This was the year Christmas at our house was bitten by a radioactive spider.
Although the day had highlights besides the presents, and even though there were presents that generated more enthusiasm than these, there was no doubt that this year, Spider-man did very well at our household. Virtually everyone received at least one present with everybody's favorite wall-crawler on it.
The big winner was Evangeline, who has been carrying the Spider-man torch high enough for three children her age ever since last Christmas, when I received a handful of Spider-man trade paperbacks. Evangeline's favorite present this year was the "Matilda" movie-and-book combo from her New York aunt and uncle, but she spent the entire day wearing a new Spider-man winter hat and a pair of Spider-man slippers. Other web-spinner gifts included a Spider-man place mat for meals, a pair of Spider-man pajamas, and a Spider-man comic book intended to introduce him to young readers.
Rachel fared less handsomely with the Spider-man gifts -- her fan identity is less known that Evangeline's -- but even she got the place mat and a pair of slippers. Thankfully, the slippers are noticeably different. Evangeline's pair, which Rachel bought for her, incidentally, have little Spider-man heads that poke up and look forward from a vantage point above the toes. Rachel got a more basic pair. They're red, have a web design on them, and say Spider-man, but don't make her look like she has little bobbleheads on her feet.
Even Natasha got into the act. When I took Rachel out Christmas shopping a few weeks ago and she picked out the Spider-man slippers for Evangeline, she also glommed onto the idea of buying a pair for her mother. As I said at the time, it's not exactly the sort of present that Natasha would expect, but it was Rachel's gift, so we bought it. Natasha was a good sport about it, and wore them all day yesterday, even though she got another pair from my parents.
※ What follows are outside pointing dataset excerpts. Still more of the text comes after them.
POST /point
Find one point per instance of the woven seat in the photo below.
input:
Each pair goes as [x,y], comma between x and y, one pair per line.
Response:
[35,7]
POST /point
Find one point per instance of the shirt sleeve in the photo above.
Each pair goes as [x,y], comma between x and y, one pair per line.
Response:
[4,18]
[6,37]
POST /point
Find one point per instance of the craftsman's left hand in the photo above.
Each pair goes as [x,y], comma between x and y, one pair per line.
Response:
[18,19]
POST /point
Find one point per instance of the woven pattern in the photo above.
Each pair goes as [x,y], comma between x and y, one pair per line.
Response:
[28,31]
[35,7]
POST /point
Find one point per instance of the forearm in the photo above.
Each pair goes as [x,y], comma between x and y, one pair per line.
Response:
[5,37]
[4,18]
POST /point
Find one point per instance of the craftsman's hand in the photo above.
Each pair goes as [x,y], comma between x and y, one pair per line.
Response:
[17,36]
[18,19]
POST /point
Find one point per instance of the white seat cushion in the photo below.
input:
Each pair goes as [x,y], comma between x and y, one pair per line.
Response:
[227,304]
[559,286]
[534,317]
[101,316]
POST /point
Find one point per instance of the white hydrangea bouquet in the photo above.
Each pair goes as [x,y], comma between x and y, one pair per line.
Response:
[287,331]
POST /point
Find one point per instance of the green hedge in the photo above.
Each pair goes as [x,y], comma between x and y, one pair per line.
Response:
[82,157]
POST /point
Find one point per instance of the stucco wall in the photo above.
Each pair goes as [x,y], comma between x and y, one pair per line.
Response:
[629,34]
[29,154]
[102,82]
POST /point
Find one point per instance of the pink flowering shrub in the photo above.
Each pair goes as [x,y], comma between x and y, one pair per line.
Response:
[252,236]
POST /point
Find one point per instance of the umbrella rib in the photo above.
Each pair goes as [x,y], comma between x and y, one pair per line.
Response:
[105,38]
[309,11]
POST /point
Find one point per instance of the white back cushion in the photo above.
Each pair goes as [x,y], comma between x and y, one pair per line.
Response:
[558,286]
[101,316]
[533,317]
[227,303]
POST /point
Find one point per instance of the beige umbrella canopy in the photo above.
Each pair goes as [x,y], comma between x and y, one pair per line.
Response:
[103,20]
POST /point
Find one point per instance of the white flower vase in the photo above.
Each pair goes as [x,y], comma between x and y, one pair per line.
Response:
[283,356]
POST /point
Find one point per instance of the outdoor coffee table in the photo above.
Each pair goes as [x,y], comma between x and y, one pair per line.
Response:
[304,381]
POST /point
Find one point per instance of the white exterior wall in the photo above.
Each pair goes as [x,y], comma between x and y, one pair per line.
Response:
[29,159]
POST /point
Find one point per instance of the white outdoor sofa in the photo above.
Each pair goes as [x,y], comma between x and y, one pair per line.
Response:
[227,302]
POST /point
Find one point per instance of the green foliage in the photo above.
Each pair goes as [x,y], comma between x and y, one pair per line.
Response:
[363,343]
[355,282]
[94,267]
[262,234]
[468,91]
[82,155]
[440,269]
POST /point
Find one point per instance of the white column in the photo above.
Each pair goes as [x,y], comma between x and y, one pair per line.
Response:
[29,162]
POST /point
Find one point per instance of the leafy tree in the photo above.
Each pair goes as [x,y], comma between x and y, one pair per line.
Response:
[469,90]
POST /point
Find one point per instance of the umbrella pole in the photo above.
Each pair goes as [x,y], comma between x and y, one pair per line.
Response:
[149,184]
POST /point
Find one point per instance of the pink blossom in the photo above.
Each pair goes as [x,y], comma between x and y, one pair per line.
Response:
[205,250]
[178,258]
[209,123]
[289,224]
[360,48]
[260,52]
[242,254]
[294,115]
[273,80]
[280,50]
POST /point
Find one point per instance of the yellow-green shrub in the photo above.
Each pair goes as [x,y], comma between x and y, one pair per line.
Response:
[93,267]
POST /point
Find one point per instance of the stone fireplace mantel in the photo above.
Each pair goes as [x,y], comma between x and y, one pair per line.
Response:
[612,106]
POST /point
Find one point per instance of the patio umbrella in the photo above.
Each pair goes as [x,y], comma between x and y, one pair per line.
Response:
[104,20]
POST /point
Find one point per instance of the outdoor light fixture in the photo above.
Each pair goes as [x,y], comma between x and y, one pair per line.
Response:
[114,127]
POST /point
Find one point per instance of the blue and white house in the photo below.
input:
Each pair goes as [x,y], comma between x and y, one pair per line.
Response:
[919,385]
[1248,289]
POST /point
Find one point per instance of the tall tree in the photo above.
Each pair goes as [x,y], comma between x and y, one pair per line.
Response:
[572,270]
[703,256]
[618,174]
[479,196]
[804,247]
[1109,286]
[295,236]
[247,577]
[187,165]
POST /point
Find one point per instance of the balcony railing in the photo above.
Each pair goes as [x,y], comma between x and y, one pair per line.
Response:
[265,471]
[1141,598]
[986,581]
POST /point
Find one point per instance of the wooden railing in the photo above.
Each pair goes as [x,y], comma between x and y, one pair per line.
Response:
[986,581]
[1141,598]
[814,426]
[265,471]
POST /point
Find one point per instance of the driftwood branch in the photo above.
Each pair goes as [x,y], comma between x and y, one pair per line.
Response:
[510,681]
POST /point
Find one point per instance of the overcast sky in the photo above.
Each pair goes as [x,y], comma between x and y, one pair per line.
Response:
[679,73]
Interestingly, I was the only one not to get anything remotely connected to Spider-man. It appears the good folks down at the Marvel Comics merchandising department are a few years behind the times. They seem to have missed out on the fact that it is now socially acceptable for boys to read comic books, and even grown men occasionally get something out of a superhero now and then.
That gender imbalance is something they can work on getting straightened out before next Christmas.